« Le parfum est la forme la plus intense du souvenir. »
Jean-Paul Guerlain
Jeune écolier je découvrais avec passion les poèmes de Musset, Rimbaud, Baudelaire, Mallarmé, Verlaine….Le mouvement Parnassien m’intéressait par dessus tout en ce sens qu’il cultive la beauté, l’Art pour l’Art. Souvent, mes instituteurs me surprenaient à lire des vers durant les heures de cours. Je rangeais alors pour quelques heures mes précieux recueils en attendant le moment propice. Il arrivait parfois que le maître me demande si je n’avais pas un exemplaire des Fleurs du Mal rangé dans mon pupitre.
Au soir de ma vie, je me souviens encore de certains d’entre eux comme ce poème de Baudelaire qui semblait me prédestiner à mon métier de parfumeur :
La Nature est un temple où de vivants piliers
Laissent parfois sortir de confuses paroles;
L’homme y passe à travers des forêts de symboles
Qui l’observent avec des regards familiers.
Comme de longs échos qui de loin se confondent
Dans une ténébreuse et profonde unité,
Vaste comme la nuit et comme la clarté,
Les parfums, les couleurs et les sons se répondent.
Doux comme les hautbois, verts comme les prairies,
– Et d’autres, corrompus, riches et triomphants,
Ayant l’expansion des choses infinies,
Comme l’ambre, le musc, le benjoin et l’encens
Qui chantent les transports de l’esprit et des sens.
(Charles Baudelaire, Les Fleurs du Mal, Correspondances)
L’amour des lettres exerçait sur moi une telle fascination que j’ambitionnais de passer l’agrégation.
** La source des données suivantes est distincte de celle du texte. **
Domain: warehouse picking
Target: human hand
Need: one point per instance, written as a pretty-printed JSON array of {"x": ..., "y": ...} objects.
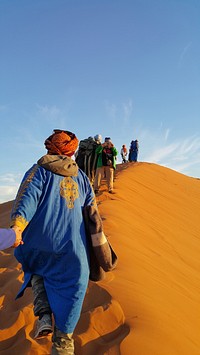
[{"x": 18, "y": 233}]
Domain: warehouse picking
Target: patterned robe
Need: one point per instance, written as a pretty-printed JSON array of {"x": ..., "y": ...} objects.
[{"x": 49, "y": 207}]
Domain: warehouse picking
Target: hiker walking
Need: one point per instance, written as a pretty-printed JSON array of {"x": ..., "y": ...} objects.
[
  {"x": 106, "y": 164},
  {"x": 86, "y": 157},
  {"x": 124, "y": 153},
  {"x": 55, "y": 254},
  {"x": 133, "y": 151}
]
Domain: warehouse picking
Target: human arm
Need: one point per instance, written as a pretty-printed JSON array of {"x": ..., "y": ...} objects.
[
  {"x": 27, "y": 198},
  {"x": 10, "y": 237}
]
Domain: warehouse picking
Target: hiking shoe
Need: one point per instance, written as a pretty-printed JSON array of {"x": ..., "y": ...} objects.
[
  {"x": 62, "y": 343},
  {"x": 43, "y": 326}
]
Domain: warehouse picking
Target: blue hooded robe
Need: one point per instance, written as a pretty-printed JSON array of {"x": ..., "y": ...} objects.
[{"x": 48, "y": 207}]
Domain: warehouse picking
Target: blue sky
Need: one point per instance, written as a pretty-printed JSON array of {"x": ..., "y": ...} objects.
[{"x": 121, "y": 68}]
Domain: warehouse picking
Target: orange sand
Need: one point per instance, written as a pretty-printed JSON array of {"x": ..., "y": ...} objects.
[{"x": 150, "y": 305}]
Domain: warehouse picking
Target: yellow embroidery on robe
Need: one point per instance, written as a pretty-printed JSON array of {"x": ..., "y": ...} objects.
[
  {"x": 69, "y": 190},
  {"x": 19, "y": 221}
]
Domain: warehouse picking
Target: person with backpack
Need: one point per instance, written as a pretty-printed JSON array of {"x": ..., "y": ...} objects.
[
  {"x": 106, "y": 164},
  {"x": 133, "y": 151},
  {"x": 86, "y": 157},
  {"x": 48, "y": 209},
  {"x": 124, "y": 153}
]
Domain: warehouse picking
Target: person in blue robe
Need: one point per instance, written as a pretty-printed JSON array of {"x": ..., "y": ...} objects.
[{"x": 55, "y": 255}]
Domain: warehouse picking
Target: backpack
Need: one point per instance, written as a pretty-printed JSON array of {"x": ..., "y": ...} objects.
[{"x": 86, "y": 158}]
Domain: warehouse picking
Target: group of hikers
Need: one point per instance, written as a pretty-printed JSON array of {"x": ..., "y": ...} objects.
[
  {"x": 98, "y": 159},
  {"x": 58, "y": 233}
]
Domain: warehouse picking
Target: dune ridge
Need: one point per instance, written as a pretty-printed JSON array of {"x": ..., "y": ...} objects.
[{"x": 149, "y": 305}]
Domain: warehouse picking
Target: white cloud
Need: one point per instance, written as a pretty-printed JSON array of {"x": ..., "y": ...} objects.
[
  {"x": 127, "y": 110},
  {"x": 184, "y": 52},
  {"x": 181, "y": 154},
  {"x": 7, "y": 193},
  {"x": 48, "y": 110}
]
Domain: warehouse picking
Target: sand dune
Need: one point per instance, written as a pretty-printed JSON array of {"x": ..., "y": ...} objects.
[{"x": 150, "y": 305}]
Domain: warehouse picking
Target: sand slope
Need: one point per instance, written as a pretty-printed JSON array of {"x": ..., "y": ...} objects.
[{"x": 150, "y": 305}]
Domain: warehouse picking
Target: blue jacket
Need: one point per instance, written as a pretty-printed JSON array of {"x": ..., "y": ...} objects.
[{"x": 49, "y": 208}]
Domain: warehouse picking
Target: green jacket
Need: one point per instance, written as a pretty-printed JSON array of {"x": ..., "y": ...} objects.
[{"x": 99, "y": 150}]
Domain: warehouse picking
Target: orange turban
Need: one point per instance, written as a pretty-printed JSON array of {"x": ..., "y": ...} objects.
[{"x": 61, "y": 143}]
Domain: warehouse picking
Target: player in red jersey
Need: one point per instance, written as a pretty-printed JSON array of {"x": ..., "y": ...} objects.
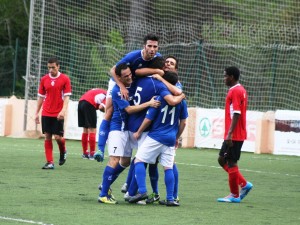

Des soucis de santé en décidèrent différemment. Après mon premier bachot, j’arrêtais mes études et mon grand-père dit à mon père de m’envoyer vivre chez lui, qu’il m’emmènerait à l’usine pour me distraire. À seize ans et demi, je créai mon premier parfum Vétiver qui allait me tracer un autre destin.
Mais quittai-je réellement la littérature ? Assurément non. Il n’y a pas un de mes parfums qui ne soit né d’une passion pour la beauté des mots et de leurs fragrances. La terre d’où jaillissent les fleurs et les arbustes engendre les bouquets qui transmettent des messages d’amour.
Pour la première fois et avec émotion je pose mon nom sur un recueil de poésie.
Dans son recueil, « Hortus Conclusus, Les Litanies du Jardin », Gabrielle de Lassus Saint-Geniès fait renaître cette poésie du beau, où la nature est célébrée dans toute sa magnificence. Chaque fleur est délicieusement caractérisée. Ayant utilisé la plupart d’entre elles pour concevoir des essences, je suis ébloui par la justesse de ses mots qui révèle également une excellente connaissance des plantes.
La pertinence, la subtilité, l’élégance de ses vers sont à l’image de la poétesse qui cherche à élever nos âmes. Par son ode à notre si belle nature Gabrielle de Lassus Saint-Geniès nous transporte dans un jardin littéraire au parfum exquis, en s’inscrivant dans la grande tradition française de l’art d’écrire.